Clustering snacks and vegetables
lukaszkuczynski
Posted on January 10, 2019
Supervised vs Unsupervised:
Lesson no 9 of Udacity’s Introduction to Machine Learning showed another aspect of machine learning to me. I could strengthen my knowledge in an area of clustering. This is topic particularly interesting as is it reveals insights, which may inspire you to further analysis. As I am lately into NLP, one possible use case is that it can group similar documents together and then you can discover the connections between them. Supervised learning is about having labels and then checking if these labels fit features of newly acquired data. Unsupervised learning has no comparison phase, as no labels are known at the beginning.
K-Means and sklearn
Clustering using K-means algorithm is one of the most widely used unsupervised techniques. It is about finding such cluster centres that will allow the whole system to be in a “harmony”. Distances are calculated using Euclidean distance.
There is a nice visualization that was advertised during the training, you can take a look at fantastic work was done at naftaliharris blogAs with every algorithm we have to be aware of its limitations. One of these is the fact that K-means is a hill climbing algorithm. This very fact has its own Wikipedia page, that you can check. So the algorithm is very sensitive to local minima. Thus, some specific way of choosing initial points (centroids) can lead to clusters we would like not to have. This is why in sklearn implementation you are encouraged to do the clustering several times and then the best clustering is chosen.
Use case : veggies vs snacks.
The Kaggle for the following you can find here.
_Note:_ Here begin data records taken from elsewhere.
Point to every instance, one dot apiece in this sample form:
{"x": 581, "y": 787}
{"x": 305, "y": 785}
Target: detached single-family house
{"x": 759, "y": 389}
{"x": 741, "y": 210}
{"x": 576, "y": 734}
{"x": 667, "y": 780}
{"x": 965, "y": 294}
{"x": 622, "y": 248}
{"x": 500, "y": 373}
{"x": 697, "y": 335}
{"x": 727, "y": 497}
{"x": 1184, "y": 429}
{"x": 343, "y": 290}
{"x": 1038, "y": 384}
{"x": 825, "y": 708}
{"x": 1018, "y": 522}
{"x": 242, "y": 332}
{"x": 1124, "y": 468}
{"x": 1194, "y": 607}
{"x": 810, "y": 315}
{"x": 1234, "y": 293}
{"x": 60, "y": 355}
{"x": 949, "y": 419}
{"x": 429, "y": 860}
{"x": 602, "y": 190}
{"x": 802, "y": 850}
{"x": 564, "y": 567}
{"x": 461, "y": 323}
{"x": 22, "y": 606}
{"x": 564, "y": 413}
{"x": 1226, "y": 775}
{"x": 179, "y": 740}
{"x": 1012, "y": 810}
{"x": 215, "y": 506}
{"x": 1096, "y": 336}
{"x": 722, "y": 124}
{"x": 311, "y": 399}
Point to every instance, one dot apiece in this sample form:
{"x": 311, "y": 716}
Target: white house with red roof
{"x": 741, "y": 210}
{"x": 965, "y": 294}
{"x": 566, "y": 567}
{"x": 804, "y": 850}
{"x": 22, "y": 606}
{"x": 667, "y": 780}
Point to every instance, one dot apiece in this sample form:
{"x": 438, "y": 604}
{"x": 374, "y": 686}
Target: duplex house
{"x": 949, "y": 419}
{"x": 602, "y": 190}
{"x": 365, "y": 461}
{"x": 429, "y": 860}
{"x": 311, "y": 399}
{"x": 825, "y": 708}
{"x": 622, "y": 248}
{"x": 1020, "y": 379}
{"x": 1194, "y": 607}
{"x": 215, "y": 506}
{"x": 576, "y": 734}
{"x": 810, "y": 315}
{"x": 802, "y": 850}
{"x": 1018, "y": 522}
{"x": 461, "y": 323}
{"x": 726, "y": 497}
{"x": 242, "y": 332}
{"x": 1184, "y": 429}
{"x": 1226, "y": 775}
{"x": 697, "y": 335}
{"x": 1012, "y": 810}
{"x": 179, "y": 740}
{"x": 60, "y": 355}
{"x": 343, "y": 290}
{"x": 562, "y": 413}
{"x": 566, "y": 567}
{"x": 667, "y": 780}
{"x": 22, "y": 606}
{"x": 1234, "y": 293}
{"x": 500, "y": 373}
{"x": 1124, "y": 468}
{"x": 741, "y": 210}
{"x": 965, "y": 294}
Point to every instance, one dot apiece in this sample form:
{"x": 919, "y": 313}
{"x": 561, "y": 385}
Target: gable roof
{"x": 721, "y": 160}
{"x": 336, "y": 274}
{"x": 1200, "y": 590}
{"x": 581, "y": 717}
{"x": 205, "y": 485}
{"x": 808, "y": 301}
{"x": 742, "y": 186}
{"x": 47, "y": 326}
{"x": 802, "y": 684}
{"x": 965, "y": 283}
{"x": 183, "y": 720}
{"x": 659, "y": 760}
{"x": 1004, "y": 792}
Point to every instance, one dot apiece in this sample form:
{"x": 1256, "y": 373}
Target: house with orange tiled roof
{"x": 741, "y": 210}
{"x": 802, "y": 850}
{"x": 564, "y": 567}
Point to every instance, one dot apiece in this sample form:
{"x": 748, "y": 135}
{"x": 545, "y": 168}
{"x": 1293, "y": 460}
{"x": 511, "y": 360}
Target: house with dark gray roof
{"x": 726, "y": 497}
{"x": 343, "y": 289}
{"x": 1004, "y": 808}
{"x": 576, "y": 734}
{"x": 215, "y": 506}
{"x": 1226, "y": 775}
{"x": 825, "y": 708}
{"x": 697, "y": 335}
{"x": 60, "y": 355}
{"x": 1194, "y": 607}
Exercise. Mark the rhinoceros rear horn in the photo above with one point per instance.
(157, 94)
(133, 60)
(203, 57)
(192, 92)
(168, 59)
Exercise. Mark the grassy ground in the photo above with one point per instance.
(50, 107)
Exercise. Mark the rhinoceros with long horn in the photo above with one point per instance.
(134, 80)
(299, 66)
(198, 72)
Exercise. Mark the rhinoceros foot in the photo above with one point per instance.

I thought: maybe I could use clustering somewhere? Maybe a computer can be smart enough to distinct junk food from a nice one? So I found this dataset, that is the Australian Food Nutrient Database. I played around a bit, and you know what? It works. Of course, if I spent more time on the careful assignment of snack and vegetable categories it would be more meaningful, without that I have some outliers, like tomatoes with a lot of fat, as an example. Anyhow KMeans was able to mark a clear distinction between high calories, low Vitamin C snacks and low calories, healthy vegetables.